This dissertation is motivated by the question of why certain individuals engage in violence to accomplish their political goals while the vast majority of individuals do not. In three empirical studies, I examine a range of social movements from across the entire left-right political spectrum, considering variation not just across movements but also across individuals and organizations within the same movement. Taking an inductive, ethnographic approach, I develop a conceptualization of the process by which individuals and organizations become radicalized towards violence. The overarching insight offered by this dissertation is that political violence is not simply a product of more “extreme” individual grievances or certain political ideologies but a complex process through which individual experiences come to be aligned with elements from political ideologies in a way that legitimates violence.

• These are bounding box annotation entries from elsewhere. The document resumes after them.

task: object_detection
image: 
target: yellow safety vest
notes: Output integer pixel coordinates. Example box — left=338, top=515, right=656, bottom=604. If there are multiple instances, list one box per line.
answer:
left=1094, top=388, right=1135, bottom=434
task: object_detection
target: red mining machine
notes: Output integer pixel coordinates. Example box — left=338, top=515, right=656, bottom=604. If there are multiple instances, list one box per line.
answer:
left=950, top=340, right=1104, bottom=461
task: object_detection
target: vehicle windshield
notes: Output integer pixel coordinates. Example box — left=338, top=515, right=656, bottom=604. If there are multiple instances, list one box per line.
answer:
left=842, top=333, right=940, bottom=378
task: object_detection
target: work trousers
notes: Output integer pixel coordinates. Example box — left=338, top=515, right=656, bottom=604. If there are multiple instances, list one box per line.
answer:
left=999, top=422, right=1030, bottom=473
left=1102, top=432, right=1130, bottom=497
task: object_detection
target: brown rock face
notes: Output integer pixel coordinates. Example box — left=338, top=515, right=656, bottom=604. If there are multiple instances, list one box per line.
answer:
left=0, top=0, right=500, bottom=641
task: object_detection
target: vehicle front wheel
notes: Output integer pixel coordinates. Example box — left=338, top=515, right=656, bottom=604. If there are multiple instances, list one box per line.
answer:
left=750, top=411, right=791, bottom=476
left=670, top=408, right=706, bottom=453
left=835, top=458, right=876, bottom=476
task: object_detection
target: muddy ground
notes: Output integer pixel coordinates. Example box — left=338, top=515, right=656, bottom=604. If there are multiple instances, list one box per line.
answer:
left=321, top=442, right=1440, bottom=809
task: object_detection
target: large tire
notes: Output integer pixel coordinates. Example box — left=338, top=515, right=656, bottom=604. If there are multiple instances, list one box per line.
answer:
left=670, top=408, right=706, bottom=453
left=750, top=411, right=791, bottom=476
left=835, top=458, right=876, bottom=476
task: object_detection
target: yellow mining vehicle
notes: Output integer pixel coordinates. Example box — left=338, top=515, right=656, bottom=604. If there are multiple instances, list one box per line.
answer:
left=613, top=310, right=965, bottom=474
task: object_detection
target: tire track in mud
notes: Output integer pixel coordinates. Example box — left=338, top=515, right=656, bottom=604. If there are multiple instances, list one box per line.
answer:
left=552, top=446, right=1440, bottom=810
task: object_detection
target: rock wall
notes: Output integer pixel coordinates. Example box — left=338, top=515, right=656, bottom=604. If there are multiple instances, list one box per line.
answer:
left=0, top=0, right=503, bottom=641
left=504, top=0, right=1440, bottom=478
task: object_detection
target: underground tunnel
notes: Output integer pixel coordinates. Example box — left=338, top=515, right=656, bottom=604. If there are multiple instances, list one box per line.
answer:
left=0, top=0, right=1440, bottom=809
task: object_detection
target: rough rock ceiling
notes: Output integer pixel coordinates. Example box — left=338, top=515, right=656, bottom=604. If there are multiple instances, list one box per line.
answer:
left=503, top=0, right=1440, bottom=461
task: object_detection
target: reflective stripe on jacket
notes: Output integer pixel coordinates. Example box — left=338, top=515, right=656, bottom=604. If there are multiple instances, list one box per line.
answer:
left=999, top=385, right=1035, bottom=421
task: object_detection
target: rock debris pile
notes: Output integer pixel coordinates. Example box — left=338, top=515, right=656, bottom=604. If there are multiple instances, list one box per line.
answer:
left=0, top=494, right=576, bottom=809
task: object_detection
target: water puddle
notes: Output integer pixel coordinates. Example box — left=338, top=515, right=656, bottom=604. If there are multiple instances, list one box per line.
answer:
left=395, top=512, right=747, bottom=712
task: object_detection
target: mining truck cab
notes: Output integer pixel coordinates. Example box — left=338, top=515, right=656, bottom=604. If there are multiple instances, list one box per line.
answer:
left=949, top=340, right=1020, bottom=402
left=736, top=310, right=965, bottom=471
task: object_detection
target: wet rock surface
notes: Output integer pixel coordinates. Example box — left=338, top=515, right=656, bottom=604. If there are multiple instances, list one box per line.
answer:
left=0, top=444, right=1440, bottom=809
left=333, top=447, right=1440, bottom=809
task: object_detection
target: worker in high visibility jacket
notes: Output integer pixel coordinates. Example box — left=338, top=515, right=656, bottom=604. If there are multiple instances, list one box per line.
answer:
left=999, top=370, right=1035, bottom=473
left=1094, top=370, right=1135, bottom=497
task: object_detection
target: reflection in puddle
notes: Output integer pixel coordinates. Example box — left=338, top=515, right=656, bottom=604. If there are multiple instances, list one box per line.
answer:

Comparing movements from both the far-right and the far-left, I show that violence can become legitimated across a wide spectrum of different ideologies, just in different ways depending on the beliefs and values of a particular ideology. Then, comparing individuals and organizations within the same movement, I show that there are important commonalities across the political spectrum in terms of what differentiates violent and non-violent adherents who share the same ideology. At a fundamental level, rationales for violence from both the far-right and far-left tend to involve some logic of preemptive self-defense against anticipated violence. At a more nuanced level, my findings point towards several social processes, including the role of identity work and stigma, which appear to be common aspects of radicalization across the political spectrum.
Overall, by examining the range of ways in which violence can come to be rationalized at different ends of the political spectrum and by examining variation within as well as across movements, this dissertation contributes to the perspective that violence is the result of a general set of facilitating conditions, which can arise across the spectrum of political ideologies as opposed to being coupled to the beliefs and values of any particular ideology.